Taken together, the present study confirmed that MDK was overexpressed in Bca tissues and positively correlated with Ki67; MDK might be a potential biomarker for the detection of Bca, especially for those without gross hematuria but with microscopic hematuria. These results presented here need to be further validated and explored to determine the role of MDK in Bca.
MDK, midkine; Bca, bladder cancer; VUC, void urinary cytology; AUA, American Urological Association; NMIBC, non-muscle invasive bladder cancer; TURBt, trans-urethral resection of bladder tumor; BPH, benign prostate hyperplasia; WB, Western Blot; IHC, Immunohistochemistry; Q-PCR, quantitative polymerase chain reaction.

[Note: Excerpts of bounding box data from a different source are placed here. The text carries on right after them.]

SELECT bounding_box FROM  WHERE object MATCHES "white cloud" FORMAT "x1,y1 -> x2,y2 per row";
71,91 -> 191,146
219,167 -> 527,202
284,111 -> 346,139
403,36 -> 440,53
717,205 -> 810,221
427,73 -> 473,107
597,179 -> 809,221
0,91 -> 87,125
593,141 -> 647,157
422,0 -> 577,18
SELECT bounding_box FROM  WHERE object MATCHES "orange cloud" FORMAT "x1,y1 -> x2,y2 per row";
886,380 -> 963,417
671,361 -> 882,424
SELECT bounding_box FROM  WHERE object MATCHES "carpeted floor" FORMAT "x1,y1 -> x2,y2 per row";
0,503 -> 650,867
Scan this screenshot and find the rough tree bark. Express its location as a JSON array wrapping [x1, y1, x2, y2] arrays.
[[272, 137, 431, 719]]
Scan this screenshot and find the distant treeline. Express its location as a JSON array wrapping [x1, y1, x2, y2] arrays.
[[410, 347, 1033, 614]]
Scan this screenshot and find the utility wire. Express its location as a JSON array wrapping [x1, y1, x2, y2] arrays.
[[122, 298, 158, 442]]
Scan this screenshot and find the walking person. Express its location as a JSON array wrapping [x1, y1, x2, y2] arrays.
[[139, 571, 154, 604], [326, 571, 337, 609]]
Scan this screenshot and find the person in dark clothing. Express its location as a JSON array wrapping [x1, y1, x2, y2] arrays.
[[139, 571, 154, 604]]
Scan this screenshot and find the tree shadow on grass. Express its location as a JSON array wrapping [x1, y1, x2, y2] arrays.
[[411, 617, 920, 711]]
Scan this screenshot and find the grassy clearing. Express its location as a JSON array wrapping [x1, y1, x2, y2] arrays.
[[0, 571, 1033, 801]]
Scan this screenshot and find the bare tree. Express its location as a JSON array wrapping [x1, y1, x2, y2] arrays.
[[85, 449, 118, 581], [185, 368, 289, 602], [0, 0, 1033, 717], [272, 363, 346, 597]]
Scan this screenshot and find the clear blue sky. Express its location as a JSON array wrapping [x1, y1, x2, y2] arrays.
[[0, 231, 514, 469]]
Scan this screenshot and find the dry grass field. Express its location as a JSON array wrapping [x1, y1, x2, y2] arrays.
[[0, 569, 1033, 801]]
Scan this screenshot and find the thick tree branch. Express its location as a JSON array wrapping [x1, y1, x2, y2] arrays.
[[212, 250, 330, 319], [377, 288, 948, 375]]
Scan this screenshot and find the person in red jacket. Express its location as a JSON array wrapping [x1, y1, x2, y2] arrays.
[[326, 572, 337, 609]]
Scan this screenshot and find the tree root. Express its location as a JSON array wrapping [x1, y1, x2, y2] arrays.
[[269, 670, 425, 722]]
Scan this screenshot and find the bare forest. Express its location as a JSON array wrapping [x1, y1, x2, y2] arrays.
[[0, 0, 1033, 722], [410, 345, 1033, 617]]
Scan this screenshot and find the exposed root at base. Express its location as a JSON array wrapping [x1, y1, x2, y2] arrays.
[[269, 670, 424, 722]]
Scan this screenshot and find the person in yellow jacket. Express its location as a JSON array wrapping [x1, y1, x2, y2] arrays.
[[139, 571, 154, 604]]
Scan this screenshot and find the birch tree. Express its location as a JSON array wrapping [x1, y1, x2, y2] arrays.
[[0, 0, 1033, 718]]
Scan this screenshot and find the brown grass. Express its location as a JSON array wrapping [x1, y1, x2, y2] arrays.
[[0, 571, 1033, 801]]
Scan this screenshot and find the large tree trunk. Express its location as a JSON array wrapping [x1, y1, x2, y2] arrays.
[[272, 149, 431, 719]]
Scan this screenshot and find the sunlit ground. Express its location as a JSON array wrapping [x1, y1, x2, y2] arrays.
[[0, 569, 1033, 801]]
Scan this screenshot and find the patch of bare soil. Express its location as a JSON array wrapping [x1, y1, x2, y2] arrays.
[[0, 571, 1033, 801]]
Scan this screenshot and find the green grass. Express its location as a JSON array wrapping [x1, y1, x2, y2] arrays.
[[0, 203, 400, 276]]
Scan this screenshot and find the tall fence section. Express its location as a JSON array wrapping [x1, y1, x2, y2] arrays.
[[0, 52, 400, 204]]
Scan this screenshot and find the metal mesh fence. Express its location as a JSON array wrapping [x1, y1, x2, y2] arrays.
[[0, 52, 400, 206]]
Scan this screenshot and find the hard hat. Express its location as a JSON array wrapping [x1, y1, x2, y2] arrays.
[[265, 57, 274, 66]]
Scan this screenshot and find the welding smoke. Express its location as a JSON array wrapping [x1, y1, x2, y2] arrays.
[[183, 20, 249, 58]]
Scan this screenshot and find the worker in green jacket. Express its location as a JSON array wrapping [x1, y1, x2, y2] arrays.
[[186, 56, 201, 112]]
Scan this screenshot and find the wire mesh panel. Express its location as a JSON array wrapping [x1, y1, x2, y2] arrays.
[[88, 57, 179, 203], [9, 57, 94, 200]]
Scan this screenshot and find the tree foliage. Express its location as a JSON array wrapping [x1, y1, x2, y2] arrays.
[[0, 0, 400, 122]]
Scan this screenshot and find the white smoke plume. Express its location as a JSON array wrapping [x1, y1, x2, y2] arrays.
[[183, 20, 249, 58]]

Ethics Approval and Consent to Participate
This study was approved by the Medical Ethics Committee of The Second Affiliated Hospital of Shantou University Medical College and was carried out in accordance with the principles of good clinical practice and the Declaration of Helsinki. Written informed consent was obtained from each patient for surgery and research purposes.
Data Sharing Statement
The datasets used and/or analysed during the current study are available from the corresponding author on reasonable request.
Present address for Qinwen Zhou is Zhongshan Chenxinghai Hospital, Affiliated Zhongshan Hospital of Guangdong Medical University; Present address for Weichu Wu is Shantou Central Hospital, Affiliated Shantou Hospital of Sun Yat-sen University. Hao Lin and Qingwen Zhou are co-first authors for this study.
The authors report no conflicts of interest in this work.